The Optimist's Daughter, December book

At the last Talk About Books in November, we each presented a book we had read recently. One of the the books was a new memoir about Harper Lee, The Mockingbird Next Door by Marja Mills. We were all familiar with Lee's well-loved Pulitzer Prize winner, To Kill a Mockingbird, so we decided to follow Harper Lee's advice and try one of her favorite authors, Eudora Welty. Both Welty and Lee grew up in the South ( Mississippi and Alabama) and both remained true to their roots all their lives.

We chose The Optimist's Daughter. It won a Pulitzer Prize for Fiction and is considered by many to be her best book. It is the story of Laurel McKelva Hand, a young woman who has left the South and returns, years later, to New Orleans, to take care of her father, Judge McKelva, who is dying. After his death, she and her immature young stepmother go back still farther, to the small Mississippi town where she grew up. Alone in the the old house, Laurel finally comes to an understanding of the past, herself, and her parents.

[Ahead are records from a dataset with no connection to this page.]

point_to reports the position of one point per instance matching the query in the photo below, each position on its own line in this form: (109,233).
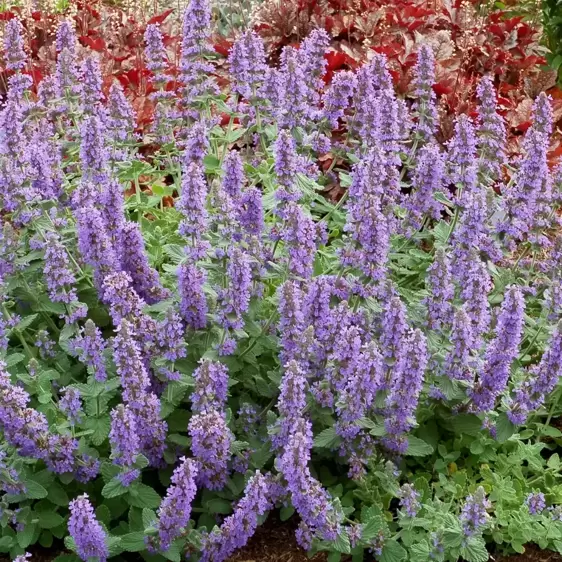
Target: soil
(275,542)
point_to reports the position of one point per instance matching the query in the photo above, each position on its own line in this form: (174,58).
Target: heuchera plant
(384,367)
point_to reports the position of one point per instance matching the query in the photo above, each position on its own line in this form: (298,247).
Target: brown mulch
(532,554)
(275,542)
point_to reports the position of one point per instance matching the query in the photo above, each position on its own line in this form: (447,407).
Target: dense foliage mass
(195,338)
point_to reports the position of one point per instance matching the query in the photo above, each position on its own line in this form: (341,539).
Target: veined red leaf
(159,18)
(95,43)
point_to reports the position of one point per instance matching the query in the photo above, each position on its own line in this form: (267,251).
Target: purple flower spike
(84,528)
(425,107)
(441,289)
(491,131)
(175,510)
(501,352)
(474,516)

In his New York Times Book Review, May 21, 1972, Howard Moss praised The Optimist's Daughter as "a miracle of compression, the kind of book, small in scope but profound in its implications, that rewards a lifetime of work. Its style is at the service of a story that follows its nose with the instincts of a good hunting dog never losing the scent of its quarry. And its story has all those qualities peculiar to the finest short novels: a theme that vibrates with overtones, suspense and classical inevitability."